C.C.C.C., laAGD y L.F.C.

Por: : Marx Carrasco V.

Hace una década, la Corte Suprema de Justicia, a través de su Presidente, juzgó como gastos indebidos aquellos realizados por el ex-Presidente León Febrescordero para contratar los servicios del famoso Ram Gazit. Desde entonces, el doctor Ramiro Larrea Santos quedó en la mira del Ingeniero. Hasta Rodrigo Borja Cevallos recibió la gracia del perdón del gran felino.

Al ex primer Magistrado de la Corte se suman Dahik, los hermanos Noboa (Gustavo y Ricardo), Gloria y Jorge Gallardo, Enrique Ayala y a última hora se agrega el nombre del economista Jorge Rodríguez Torres, representante de los colegios profesionales ante la Comisión Cívica de Control de la Corrupción. Entre las instituciones y personas que, por méritos propios, se mantienen como reserva política y moral del país constan la CCCC y la doctora Wilma Salgado.

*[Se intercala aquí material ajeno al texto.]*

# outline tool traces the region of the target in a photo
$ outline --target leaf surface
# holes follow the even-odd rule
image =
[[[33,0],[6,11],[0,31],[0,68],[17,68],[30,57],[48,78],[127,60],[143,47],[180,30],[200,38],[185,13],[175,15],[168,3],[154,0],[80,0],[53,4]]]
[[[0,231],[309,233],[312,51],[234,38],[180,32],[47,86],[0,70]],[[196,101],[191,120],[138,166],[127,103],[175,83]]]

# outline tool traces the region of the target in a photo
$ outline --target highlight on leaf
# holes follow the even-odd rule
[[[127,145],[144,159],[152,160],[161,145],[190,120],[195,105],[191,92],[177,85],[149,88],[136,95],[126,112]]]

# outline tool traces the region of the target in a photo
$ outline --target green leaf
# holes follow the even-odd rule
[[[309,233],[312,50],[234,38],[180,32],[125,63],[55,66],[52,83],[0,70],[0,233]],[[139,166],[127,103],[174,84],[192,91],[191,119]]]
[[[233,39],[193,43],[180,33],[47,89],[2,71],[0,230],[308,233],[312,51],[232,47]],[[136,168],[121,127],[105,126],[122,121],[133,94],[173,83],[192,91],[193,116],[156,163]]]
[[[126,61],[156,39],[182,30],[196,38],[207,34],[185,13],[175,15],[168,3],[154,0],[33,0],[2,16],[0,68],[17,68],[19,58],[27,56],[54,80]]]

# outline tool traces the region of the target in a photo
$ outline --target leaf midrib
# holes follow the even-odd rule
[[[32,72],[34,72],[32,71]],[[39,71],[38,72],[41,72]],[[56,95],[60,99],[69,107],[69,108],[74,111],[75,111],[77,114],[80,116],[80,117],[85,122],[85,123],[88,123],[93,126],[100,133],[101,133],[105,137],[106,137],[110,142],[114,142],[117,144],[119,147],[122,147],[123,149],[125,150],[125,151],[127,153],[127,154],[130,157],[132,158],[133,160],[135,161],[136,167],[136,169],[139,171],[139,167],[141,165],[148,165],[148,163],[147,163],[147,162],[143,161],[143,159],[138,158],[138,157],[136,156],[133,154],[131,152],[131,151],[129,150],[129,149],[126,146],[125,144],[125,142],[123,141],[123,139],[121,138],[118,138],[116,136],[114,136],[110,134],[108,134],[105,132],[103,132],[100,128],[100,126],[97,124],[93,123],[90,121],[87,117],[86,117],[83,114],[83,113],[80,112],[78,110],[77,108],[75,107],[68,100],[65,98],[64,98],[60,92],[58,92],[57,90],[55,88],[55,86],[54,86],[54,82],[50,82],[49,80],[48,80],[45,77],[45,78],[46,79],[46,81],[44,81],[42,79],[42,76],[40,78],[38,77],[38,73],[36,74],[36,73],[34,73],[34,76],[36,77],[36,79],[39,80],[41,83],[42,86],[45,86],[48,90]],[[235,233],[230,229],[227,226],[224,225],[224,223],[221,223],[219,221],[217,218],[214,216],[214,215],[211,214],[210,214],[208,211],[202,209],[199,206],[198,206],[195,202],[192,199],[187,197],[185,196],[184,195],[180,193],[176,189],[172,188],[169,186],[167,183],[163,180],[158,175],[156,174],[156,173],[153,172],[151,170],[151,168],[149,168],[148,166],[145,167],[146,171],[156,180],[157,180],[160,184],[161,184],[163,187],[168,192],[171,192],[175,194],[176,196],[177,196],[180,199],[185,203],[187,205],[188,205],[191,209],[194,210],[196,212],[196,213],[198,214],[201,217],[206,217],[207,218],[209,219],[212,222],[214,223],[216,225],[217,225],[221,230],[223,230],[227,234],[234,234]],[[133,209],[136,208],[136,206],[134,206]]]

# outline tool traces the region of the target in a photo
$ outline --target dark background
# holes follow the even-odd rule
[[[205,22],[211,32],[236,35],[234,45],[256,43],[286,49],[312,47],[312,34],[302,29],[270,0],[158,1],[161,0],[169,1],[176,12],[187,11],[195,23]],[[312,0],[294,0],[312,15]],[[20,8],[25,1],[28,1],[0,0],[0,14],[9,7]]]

Cuando toda esperanza parecía esfumarse entre escándalo y escándalo, la presencia del alto organismo de control ciudadano y de la AGD permiten recuperar la fe en el futuro. Las 2 entidades están conformadas y presididas por personas de intachable conducta, que no se deben a los círculos de poder económico, ni están prestos a flaquear por presiones o tentaciones de ningún tipo.

Lamentable -o ventajosamente- algunos líderes que, por defender a banqueros corruptos desfilaron por las calles de la capital aduanera, flameando la bandera del regionalismo, hoy pretenden echar tierra sobre las acciones de la CCCC y la AGD. Se ha dicho que Ramiro Larrea y Wilma Salgado llevan los pantalones bien puestos. También hay otritos, muy bravucones, que dicen llevarlos.

No se trata solamente de pantalones; se trata de las actitudes morales y éticas que es, justamente, lo que falta a muchos que visten de vaquero, montan a caballo y llevan pistola automática al cinto.

Cumplida la misión en la CCCC y la AGD, pensaría que las cortes y las aduanas esperan a los 2 honorables ecuatorianos. Las cortes, aún rehenes, de algún partido político, y las aduanas, pueden enderezarse con la presencia de Ramiro Larrea y Wilma Salgado.

Recuperar la justicia -si alguna vez la tuvimos- garantizar la seguridad jurídica y cobrar los aranceles e impuestos aduaneros como la ley manda constituye un imperativo nacional. Para ello se necesitan personas incorruptibles. Estamos constatando que sí las hay. Para encontrarlos, no necesariamente hay que pedir consejos a LFC. Mas bien, muchas veces hay que hacer todo lo contrario de lo que le dicta su corazón de piedra.